Longboarding Isn’t Going to LA — But Could It Still Find Its Flow in India?

India’s longboarding potential in a post-olympic letdown era
Reading Time: 3 minutes

Last night, during an online press conference, the International Olympic Committee (IOC) announced that the International Surfing Association’s (ISA) request to include longboarding as a separate medal event at the 2028 Olympics had been rejected. The proposal had called for a quota of 16 men and 16 women. A parallel request to increase athlete quotas in shortboarding was also denied.

Surfing made its Olympic debut at Tokyo 2020, and for India, the sport marked a milestone in 2024 with the formation of its first-ever national team for Olympic qualifiers. It’s still early days, so the decision doesn’t come as a shock. “I think it’s very easy to look at this decision and get disappointed in a bad way,” ISA President Fernando Aguerre told The Inertia. “But it’s just fuel to do things better and different the next time. We’re fully committed to Brisbane 2032.”

For the LA 2028 Games, the IOC is sticking to its cap of 10,500 athletes. With the addition of new team sports like flag football and cricket, the available athlete quota had to be redistributed. Sports like breakdancing, which featured in Paris 2024, were dropped — and their athlete spots were allocated elsewhere. In that shuffle, surfing didn’t gain any extra quota, leaving no room to add longboarding as a separate discipline or expand shortboarding participation.

While the ISA continues its push for inclusion, the bigger question is this: does the Olympic decision shape how young athletes in India view longboarding as a viable pursuit?

Earlier this year, the Varkala Jam — a grassroots longboarding event — attempted to answer that. Organised by a collective of surf schools in Varkala, Kerala, the event aimed to promote the more expressive, laid-back side of surfing. A hotspot for international tourists looking for waves and wellness, Varkala offered the perfect backdrop.

“We literally had a category called ‘anything but shortboard’ at the jam,” said Joel Rollason of Soul & Surf, a surf and yoga retreat based in Varkala, Sri Lanka, and Portugal. “Our slogan was, ‘It’s not a competition, it’s a jam.’ The idea was to show that longboarding can be fun, creative, and a legitimate alternative.”

The vibe carried over to Sri Lanka too, where a select few Indian longboarders were invited to participate in a follow-up jam — building connections across the subcontinent’s budding surf scenes.

The Indian coastline sees waves year-round. The west coast works best from October to May, while the east coast lights up from late June through October. And then there’s the monsoon swell — a seasonal gift that brings powerful cyclone waves toward the year’s end. During summer and cyclone seasons, the waves can match some of the world’s best surf spots. But a quieter question lingers: why do most surfers still wait for that perfect swell — while ignoring the beautiful, consistent baby waves that roll in all year long?

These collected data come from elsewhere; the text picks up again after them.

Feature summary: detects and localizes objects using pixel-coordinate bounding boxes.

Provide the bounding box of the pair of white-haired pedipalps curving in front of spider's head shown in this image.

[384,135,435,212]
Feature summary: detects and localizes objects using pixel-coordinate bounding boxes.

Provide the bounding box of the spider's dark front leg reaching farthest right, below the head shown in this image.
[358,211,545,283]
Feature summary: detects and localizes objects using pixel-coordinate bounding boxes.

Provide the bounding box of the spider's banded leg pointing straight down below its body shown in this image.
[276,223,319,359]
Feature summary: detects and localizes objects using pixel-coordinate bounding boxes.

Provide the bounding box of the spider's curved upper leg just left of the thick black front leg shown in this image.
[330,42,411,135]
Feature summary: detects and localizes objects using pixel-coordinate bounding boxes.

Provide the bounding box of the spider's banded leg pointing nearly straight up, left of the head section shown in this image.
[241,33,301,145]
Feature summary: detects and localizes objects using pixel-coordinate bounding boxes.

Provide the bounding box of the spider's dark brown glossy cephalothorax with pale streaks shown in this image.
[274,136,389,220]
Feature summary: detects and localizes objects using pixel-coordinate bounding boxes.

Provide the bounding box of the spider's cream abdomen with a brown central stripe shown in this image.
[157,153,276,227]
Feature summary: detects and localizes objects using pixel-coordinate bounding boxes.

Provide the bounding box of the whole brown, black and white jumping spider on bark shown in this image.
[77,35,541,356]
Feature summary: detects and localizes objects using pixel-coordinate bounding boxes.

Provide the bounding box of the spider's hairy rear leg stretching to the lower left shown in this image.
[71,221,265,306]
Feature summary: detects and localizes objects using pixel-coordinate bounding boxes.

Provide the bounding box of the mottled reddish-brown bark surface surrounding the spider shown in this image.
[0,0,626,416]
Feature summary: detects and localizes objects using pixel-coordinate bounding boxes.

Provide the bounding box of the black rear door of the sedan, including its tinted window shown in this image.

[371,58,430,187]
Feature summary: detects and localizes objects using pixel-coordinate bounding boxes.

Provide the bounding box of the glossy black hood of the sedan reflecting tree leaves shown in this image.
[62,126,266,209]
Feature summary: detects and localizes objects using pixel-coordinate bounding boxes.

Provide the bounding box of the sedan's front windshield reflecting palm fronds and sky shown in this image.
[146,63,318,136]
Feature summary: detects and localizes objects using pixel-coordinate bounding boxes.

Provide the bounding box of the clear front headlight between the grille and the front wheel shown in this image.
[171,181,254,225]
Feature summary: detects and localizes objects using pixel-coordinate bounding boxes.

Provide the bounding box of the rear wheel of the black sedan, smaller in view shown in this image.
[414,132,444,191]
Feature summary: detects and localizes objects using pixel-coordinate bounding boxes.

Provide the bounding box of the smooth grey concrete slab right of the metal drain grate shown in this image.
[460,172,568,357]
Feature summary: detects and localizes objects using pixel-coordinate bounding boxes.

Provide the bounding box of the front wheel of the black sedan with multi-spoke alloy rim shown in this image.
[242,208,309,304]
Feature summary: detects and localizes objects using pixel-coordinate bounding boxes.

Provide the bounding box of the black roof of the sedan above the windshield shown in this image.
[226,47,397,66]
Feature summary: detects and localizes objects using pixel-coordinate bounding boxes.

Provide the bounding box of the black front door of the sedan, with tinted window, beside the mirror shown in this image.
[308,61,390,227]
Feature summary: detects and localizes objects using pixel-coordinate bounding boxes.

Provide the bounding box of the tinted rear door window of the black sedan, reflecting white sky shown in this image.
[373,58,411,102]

Sanjay Selvamani, a former national team athlete and now assistant coach to the Indian team, shares this sentiment. “We do have waves throughout the year for longboarding, but athletes still remain stuck to shortboards,” he says. “They don’t realise a lot can be done on a longboard — even things that shortboards are known for showing off.”

Surfing came to India from the outside. Longboarding, though often seen as a more laid-back or alternative style today, is actually where surfing began — rooted in the ancient Polynesian tradition, where it was practiced not as a sport but as a sacred ritual. Hawaiian royalty rode boards over 10 feet long, carved from native wood, gliding with reverence and grace.

Yes, longboarding predates shortboarding — by centuries. But in India, surfing has no ancestral or spiritual lineage. It arrived more recently, shaped by outside influence. It caught on when coastal kids watched men ripping on shortboards and started practicing on whatever boards were left behind.

“It’s a huge step that we have a team now — it’s the first step. Maybe I’ll wait until they make a team for longboarding,” says Ishita Malaviya, India’s first female surfer and a dedicated longboarder, in a conversation we had for an upcoming feature on women’s surfing in India for our first print edition.